Great post. Thank you ! I highlighted the parts that stood out for me. I do find it interesting about the statement that information cannot be disclosed and yet the amount of the last agreement is given. So I guess the information eventually gets disclosed. It would be nice if the info in all these deals would get disclosed sooner rather than after the fact. Reading this stuff makes me think we are in a good position. Note the $26.00 share price offered. And there was all this discussion a few days ago about RP talking about $21.00???? Makes that kind of talk less far fetched IMO. I'm also noting the slight change of the bid and ask. And didn't Silversurfer provide info about the judge reporting back on the 28th? GLTAL Oh yes, that part about $350 million, that would now be $175 million times seven. And that is just from Samsung!!!
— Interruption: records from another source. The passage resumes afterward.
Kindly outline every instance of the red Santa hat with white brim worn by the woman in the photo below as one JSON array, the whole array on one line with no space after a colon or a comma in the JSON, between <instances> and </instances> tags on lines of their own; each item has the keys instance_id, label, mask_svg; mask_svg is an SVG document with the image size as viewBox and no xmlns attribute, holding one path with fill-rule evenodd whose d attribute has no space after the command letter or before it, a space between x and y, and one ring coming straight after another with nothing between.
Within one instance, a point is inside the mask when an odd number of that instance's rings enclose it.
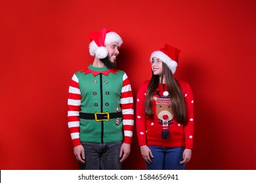
<instances>
[{"instance_id":1,"label":"red Santa hat with white brim worn by the woman","mask_svg":"<svg viewBox=\"0 0 256 183\"><path fill-rule=\"evenodd\" d=\"M154 57L161 59L161 61L163 61L163 63L165 63L174 74L179 62L180 52L181 50L174 48L169 44L165 44L163 48L160 48L160 50L157 50L151 54L150 61L152 63Z\"/></svg>"}]
</instances>

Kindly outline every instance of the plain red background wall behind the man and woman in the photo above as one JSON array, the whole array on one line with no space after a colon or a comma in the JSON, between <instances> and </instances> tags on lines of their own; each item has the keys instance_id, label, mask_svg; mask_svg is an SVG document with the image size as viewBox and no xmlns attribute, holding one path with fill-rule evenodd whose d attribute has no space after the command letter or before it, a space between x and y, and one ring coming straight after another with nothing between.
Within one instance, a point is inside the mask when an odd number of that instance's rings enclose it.
<instances>
[{"instance_id":1,"label":"plain red background wall behind the man and woman","mask_svg":"<svg viewBox=\"0 0 256 183\"><path fill-rule=\"evenodd\" d=\"M154 3L153 3L154 2ZM79 169L66 124L68 85L89 65L88 34L123 38L117 67L136 97L150 54L181 49L175 76L195 95L186 169L256 169L253 1L1 2L0 168ZM144 169L136 129L124 169Z\"/></svg>"}]
</instances>

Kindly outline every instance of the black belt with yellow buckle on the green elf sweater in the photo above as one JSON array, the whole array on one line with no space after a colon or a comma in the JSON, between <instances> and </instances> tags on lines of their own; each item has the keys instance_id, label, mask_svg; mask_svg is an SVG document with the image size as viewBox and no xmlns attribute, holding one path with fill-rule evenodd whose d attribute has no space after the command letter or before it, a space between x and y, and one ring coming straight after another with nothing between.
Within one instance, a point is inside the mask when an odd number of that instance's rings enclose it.
<instances>
[{"instance_id":1,"label":"black belt with yellow buckle on the green elf sweater","mask_svg":"<svg viewBox=\"0 0 256 183\"><path fill-rule=\"evenodd\" d=\"M123 116L122 112L95 112L95 113L85 113L79 112L79 118L85 120L95 120L96 122L108 121L113 118L121 118Z\"/></svg>"}]
</instances>

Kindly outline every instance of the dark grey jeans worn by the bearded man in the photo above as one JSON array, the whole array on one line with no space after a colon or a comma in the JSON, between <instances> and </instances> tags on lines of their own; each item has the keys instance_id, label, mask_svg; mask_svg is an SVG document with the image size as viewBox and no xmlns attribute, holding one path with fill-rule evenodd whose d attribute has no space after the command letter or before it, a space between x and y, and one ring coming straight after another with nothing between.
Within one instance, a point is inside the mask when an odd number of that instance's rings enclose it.
<instances>
[{"instance_id":1,"label":"dark grey jeans worn by the bearded man","mask_svg":"<svg viewBox=\"0 0 256 183\"><path fill-rule=\"evenodd\" d=\"M83 170L121 170L119 152L123 142L86 143L82 142L85 149L85 164L80 163Z\"/></svg>"}]
</instances>

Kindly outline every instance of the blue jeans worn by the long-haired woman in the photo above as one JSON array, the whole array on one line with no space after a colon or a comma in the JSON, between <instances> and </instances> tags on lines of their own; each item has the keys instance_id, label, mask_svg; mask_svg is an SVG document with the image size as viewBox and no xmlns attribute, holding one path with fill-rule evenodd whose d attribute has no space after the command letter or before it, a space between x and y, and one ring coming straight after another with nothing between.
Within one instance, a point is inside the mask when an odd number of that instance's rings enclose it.
<instances>
[{"instance_id":1,"label":"blue jeans worn by the long-haired woman","mask_svg":"<svg viewBox=\"0 0 256 183\"><path fill-rule=\"evenodd\" d=\"M151 158L152 163L146 163L148 170L184 170L185 163L180 164L183 160L182 148L164 148L160 146L148 146L154 158Z\"/></svg>"}]
</instances>

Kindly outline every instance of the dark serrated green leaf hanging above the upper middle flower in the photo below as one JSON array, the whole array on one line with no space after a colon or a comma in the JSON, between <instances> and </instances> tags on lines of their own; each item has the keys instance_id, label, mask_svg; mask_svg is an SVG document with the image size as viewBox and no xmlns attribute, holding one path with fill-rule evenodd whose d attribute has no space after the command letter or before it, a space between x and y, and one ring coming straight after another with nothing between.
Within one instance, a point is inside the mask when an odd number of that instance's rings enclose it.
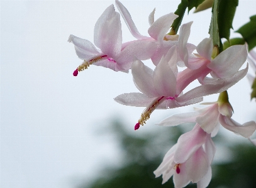
<instances>
[{"instance_id":1,"label":"dark serrated green leaf hanging above the upper middle flower","mask_svg":"<svg viewBox=\"0 0 256 188\"><path fill-rule=\"evenodd\" d=\"M171 26L172 30L174 30L175 33L177 33L177 31L179 30L179 26L181 26L181 22L182 22L183 16L185 14L185 11L186 11L188 5L189 5L188 0L181 0L181 3L179 4L177 10L174 13L179 16L178 18L176 18L174 20L174 23L172 23L172 26Z\"/></svg>"}]
</instances>

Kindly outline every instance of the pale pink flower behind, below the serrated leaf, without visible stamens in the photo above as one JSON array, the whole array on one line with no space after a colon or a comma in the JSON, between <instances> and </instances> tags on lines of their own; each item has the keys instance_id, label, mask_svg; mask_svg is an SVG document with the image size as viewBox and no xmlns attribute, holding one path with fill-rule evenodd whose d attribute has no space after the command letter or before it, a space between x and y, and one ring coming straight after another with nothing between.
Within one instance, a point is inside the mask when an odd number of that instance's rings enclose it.
<instances>
[{"instance_id":1,"label":"pale pink flower behind, below the serrated leaf, without visible stamens","mask_svg":"<svg viewBox=\"0 0 256 188\"><path fill-rule=\"evenodd\" d=\"M155 41L157 44L157 49L154 53L152 53L152 56L150 57L154 65L159 64L162 56L166 55L169 49L174 45L177 47L177 52L175 52L178 54L177 62L179 62L181 65L181 61L184 59L187 60L188 55L190 55L196 49L194 45L187 43L192 21L181 26L179 36L166 35L166 33L170 30L170 25L172 25L174 19L177 18L177 15L174 13L165 14L164 16L161 16L159 19L154 21L154 9L148 16L148 22L150 23L150 28L148 28L148 34L150 37L148 37L140 34L135 26L135 23L133 23L133 20L131 19L130 13L125 8L125 6L120 3L120 1L116 0L116 6L120 11L121 16L125 20L131 35L133 35L138 40Z\"/></svg>"}]
</instances>

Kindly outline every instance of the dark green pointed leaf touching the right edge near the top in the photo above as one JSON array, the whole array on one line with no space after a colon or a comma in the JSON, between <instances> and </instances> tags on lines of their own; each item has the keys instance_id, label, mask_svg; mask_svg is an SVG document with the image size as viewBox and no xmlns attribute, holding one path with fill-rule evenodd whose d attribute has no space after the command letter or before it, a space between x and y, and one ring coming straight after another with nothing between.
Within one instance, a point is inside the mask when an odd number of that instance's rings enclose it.
<instances>
[{"instance_id":1,"label":"dark green pointed leaf touching the right edge near the top","mask_svg":"<svg viewBox=\"0 0 256 188\"><path fill-rule=\"evenodd\" d=\"M240 33L248 44L249 51L256 47L256 15L250 17L250 21L239 28Z\"/></svg>"}]
</instances>

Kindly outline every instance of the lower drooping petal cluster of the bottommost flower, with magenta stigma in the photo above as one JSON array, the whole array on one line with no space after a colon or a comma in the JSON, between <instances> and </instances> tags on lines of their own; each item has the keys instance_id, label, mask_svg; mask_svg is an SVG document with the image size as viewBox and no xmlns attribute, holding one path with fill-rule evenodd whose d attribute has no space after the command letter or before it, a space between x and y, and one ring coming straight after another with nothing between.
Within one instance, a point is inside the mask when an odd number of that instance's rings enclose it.
<instances>
[{"instance_id":1,"label":"lower drooping petal cluster of the bottommost flower, with magenta stigma","mask_svg":"<svg viewBox=\"0 0 256 188\"><path fill-rule=\"evenodd\" d=\"M189 182L205 188L211 181L211 162L215 152L211 136L196 124L192 131L180 136L153 173L155 177L162 175L162 184L173 176L175 188L185 187Z\"/></svg>"}]
</instances>

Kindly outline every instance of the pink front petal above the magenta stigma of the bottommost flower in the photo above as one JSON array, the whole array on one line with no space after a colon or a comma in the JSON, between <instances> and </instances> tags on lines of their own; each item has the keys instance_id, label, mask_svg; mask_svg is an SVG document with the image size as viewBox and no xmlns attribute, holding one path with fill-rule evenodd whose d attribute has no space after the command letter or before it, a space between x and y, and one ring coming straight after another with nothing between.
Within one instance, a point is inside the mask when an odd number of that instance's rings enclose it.
<instances>
[{"instance_id":1,"label":"pink front petal above the magenta stigma of the bottommost flower","mask_svg":"<svg viewBox=\"0 0 256 188\"><path fill-rule=\"evenodd\" d=\"M207 133L196 124L192 131L189 131L179 137L177 141L177 150L174 154L175 163L186 162L200 148L205 140Z\"/></svg>"}]
</instances>

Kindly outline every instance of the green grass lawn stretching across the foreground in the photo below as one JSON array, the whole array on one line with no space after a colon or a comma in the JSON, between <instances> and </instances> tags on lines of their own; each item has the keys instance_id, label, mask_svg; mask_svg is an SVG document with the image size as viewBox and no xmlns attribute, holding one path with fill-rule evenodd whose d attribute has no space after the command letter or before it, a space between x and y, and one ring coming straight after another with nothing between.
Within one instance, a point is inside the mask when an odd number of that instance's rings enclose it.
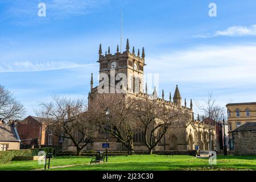
<instances>
[{"instance_id":1,"label":"green grass lawn stretching across the foreground","mask_svg":"<svg viewBox=\"0 0 256 182\"><path fill-rule=\"evenodd\" d=\"M51 170L256 170L256 156L218 156L216 165L208 159L188 155L109 156L106 164L88 165L91 157L63 156L51 159L51 167L82 164ZM44 166L37 161L13 161L0 165L0 170L31 170Z\"/></svg>"}]
</instances>

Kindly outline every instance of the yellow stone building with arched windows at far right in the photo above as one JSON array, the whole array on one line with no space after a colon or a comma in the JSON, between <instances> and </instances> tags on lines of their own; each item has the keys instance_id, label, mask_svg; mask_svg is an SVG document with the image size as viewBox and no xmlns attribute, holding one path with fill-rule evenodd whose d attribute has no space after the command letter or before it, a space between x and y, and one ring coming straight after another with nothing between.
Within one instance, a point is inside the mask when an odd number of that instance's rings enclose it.
<instances>
[{"instance_id":1,"label":"yellow stone building with arched windows at far right","mask_svg":"<svg viewBox=\"0 0 256 182\"><path fill-rule=\"evenodd\" d=\"M233 150L232 131L248 122L256 122L256 102L227 104L229 125L229 148Z\"/></svg>"}]
</instances>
"Although some information cannot be disclosed due to an agreement between the two parties, the royalty rate will be about half the rate applied in the existing contract," Samsung said in a filing to the Korea Exchange.

"We are very pleased with the agreements announced today. Furthermore, continued access to Samsung's flash capacity under competitive terms gives us greater flexibility in managing our future capital expenditures, SanDisk chairman and CEO Eli Harari said in a joint statement released later on Wednesday.

The new agreements would become effective when the current cross license and supply agreements expired on August 14, 2009, and would run for seven years from that date, the statement said.

In an interview conducted last week at the Reuters Global Technology Summit in New York, Harari had described the renewal negotiations as "quite intense."

He had indicated the possibility of litigation if an agreement was not reached, as Samsung and its customers would then be infringing patents that SanDisk holds.

Samsung, the world's top maker of NAND flash memory chips, pays about $350 million a year in royalties to SanDisk for its patented technology, widely used in digital cameras, music players and other electronic devices.

Last year, SanDisk spurned an unsolicited buyout offer from Samsung for $26 per share, saying the offer undervalued the company. Samsung dropped its bid in October, citing SanDisk's deepening losses and uncertain outlook.